Her condition reached the point where her body was beginning to shut down, and she became confined to a wheelchair. The downward trajectory of her health took a heavy psychological toll.
“My whole independence was really taken and my depression really plummeted not because I didn’t want to live, but I didn’t want to live with this pain,” Harris explained.
Harris began to have suicidal thoughts, and had moments where she would call her father or her therapist telling them she couldn’t live like this. She told them she needed someone to surround her to get her through the next 10 minutes, the next hour, or until the next day.
Harris’s social life began to slip away because she would spend all of her energy at work only to return home and spend the weekends in bed.
Harris discovered that she had to stop focusing on the things she couldn’t do anymore, like playing tennis, and discover what she was able to do.
“I need to find my why again,” Harris recalled thinking.
Finding Her Why
Harris got a mini-goldendoodle she named Moxie last summer, initially as a companion.
Her father had a friend who trained service dogs, and his wife helped Harris with basic obedience training.
The friend’s wife quickly discovered that Moxie was driven, had a lot of personality, and that she would make an excellent service dog. She told Harris that Moxie would be able to help her immensely.
Harris worked with a trainer, and taught Moxie how to retrieve bottles of water from the refrigerator, how to alert Harris before she had a seizure, how to open doors, and carry and retrieve items like clothes and shoes.
While Harris had found a new friend, her health continued to deteriorate.
Doctors discovered that her ligaments were too weak to support her head, which had begun to apply pressure on her brainstem.
Harris underwent a cervical fusion surgery on June 10, 2019 to relieve the pressure on her brainstem.
Since the surgery, she has not passed out once, has not had one seizure, and her blood pressure is normal. Harris still lacks feeling in much of her body and dislocates joints, but she’s starting feel more sensation. She’s also starting the process of transitioning out of her wheelchair to be able to walk again.

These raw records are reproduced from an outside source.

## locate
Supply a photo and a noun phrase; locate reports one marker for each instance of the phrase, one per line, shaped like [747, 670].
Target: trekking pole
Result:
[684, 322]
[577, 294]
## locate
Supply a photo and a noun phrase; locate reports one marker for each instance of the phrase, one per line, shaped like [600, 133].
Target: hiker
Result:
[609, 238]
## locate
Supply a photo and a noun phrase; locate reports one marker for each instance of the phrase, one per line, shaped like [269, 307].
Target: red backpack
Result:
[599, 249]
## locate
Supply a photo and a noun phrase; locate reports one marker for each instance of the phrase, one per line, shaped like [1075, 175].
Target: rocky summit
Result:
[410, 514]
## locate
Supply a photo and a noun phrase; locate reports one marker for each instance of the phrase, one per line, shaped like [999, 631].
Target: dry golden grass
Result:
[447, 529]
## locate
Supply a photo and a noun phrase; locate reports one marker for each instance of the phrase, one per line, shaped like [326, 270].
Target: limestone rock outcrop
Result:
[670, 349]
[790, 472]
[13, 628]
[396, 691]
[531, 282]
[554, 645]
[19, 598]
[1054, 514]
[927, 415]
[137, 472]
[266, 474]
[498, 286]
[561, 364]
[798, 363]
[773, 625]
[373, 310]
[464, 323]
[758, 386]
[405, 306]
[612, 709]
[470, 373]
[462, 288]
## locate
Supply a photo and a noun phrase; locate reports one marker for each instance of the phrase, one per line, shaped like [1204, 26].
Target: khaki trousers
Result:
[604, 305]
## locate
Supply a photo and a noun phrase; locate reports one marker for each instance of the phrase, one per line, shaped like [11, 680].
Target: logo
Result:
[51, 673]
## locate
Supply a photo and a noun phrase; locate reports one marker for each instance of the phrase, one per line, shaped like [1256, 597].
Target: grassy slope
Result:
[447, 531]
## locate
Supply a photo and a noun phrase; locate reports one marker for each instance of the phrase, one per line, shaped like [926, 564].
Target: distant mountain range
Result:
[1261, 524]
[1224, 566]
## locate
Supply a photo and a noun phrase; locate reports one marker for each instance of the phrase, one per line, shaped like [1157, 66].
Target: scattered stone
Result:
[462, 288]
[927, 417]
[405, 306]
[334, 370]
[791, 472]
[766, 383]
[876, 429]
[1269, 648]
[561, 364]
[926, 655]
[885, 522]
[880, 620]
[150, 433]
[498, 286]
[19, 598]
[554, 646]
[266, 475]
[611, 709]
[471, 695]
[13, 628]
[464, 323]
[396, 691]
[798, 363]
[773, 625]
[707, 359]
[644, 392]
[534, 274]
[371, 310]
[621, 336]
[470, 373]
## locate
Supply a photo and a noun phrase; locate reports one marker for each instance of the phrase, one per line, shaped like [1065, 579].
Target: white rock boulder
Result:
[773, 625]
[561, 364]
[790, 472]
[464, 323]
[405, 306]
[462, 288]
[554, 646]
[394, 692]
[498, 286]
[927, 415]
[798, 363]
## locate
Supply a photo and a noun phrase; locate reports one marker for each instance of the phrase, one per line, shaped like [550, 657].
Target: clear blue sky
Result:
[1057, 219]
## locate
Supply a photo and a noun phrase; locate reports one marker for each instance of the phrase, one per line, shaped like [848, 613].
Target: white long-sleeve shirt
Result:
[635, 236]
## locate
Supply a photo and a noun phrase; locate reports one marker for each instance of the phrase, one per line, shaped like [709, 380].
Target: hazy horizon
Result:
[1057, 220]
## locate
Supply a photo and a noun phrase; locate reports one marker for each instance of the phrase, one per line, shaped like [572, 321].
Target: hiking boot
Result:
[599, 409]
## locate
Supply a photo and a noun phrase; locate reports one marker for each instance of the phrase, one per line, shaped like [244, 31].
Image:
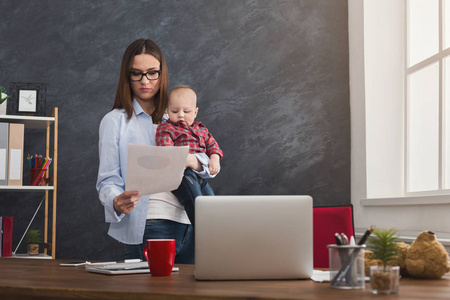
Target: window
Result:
[427, 157]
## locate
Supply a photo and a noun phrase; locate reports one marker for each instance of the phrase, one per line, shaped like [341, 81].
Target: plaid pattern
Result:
[197, 137]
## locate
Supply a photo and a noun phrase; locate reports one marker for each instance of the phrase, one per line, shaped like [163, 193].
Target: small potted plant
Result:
[33, 240]
[384, 279]
[3, 97]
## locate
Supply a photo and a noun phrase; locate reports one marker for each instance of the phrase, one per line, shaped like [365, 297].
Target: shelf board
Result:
[29, 121]
[26, 256]
[25, 188]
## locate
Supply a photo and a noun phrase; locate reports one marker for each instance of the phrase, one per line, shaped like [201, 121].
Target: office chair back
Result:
[328, 220]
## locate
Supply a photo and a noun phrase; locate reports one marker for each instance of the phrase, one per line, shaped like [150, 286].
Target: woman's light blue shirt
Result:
[115, 133]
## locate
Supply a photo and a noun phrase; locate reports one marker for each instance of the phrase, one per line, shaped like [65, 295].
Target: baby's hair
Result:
[182, 86]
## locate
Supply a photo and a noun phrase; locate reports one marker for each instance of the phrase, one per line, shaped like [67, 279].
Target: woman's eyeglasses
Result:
[150, 75]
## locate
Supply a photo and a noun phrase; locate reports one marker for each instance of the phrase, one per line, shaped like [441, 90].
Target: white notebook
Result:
[121, 268]
[253, 237]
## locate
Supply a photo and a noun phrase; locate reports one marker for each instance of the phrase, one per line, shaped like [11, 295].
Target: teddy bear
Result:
[400, 261]
[427, 258]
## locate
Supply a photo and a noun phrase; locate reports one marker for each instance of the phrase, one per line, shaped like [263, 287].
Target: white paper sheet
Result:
[153, 169]
[15, 166]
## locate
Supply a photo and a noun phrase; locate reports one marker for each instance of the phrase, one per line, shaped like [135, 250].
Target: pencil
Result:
[366, 235]
[343, 271]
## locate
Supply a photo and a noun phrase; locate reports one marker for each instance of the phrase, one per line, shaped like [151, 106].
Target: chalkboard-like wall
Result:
[271, 78]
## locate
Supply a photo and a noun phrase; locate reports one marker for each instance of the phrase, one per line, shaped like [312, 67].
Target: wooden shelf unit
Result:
[32, 122]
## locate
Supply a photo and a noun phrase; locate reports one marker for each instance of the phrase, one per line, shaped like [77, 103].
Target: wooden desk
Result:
[35, 279]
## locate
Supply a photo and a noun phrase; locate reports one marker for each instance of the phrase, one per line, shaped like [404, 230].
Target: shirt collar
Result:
[184, 125]
[137, 107]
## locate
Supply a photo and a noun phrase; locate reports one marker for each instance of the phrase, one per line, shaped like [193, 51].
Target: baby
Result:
[182, 130]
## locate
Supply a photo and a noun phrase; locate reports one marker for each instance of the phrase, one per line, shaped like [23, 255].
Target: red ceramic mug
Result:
[160, 254]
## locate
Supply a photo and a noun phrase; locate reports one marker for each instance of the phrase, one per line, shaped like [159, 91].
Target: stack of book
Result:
[6, 226]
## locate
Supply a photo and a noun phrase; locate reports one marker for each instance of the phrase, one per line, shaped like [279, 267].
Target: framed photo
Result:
[27, 99]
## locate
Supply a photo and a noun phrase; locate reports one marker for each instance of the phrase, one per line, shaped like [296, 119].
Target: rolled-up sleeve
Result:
[110, 181]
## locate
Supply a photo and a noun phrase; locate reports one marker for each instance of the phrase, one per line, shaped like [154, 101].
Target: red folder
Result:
[7, 236]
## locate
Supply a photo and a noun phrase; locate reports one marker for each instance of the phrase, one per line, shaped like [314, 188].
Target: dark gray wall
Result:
[271, 78]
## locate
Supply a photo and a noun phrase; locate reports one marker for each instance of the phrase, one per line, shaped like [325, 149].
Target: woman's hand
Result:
[193, 163]
[214, 164]
[126, 201]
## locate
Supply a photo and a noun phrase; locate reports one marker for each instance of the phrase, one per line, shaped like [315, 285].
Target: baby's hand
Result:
[214, 164]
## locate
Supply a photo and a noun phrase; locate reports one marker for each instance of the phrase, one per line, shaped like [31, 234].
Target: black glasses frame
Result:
[145, 74]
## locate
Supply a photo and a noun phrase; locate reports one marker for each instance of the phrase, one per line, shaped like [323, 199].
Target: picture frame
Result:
[27, 99]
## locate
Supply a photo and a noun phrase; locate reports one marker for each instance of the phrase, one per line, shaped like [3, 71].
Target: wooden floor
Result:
[39, 279]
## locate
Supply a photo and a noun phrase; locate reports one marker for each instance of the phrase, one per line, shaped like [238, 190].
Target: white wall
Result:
[377, 130]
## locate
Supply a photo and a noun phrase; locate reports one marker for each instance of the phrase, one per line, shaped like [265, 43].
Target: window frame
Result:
[409, 70]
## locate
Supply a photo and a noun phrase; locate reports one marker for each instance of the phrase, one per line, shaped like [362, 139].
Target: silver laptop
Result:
[253, 237]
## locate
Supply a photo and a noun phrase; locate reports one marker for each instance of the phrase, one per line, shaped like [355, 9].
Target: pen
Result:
[343, 271]
[366, 235]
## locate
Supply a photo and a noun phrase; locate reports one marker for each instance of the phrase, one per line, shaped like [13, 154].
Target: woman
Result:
[139, 106]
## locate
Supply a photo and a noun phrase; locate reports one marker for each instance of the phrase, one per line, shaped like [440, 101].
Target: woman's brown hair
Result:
[124, 94]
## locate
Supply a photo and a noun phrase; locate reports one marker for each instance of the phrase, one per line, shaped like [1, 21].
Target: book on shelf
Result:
[7, 236]
[15, 162]
[4, 141]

Now Harris and Moxie are embarking on Moxie’s Mission, which is a fundraising effort to gift a service dog to someone who can’t afford one. Harris is hosting a “6-Legged Relay Fun Run” on Oct. 20, 2019 to raise the money, and donate it to the American Service Dog Association.
“It’s bigger than just fundraising for a dog. The whole mission that I want it to be is pay it forward, make a difference in the small ways and the big,” Harris explained.
“She’s been more impactful for me than I ever could have imagined, which is why I want to pay it forward and give that gift to somebody else, and that independence, and just that love that she gives,” Harris said.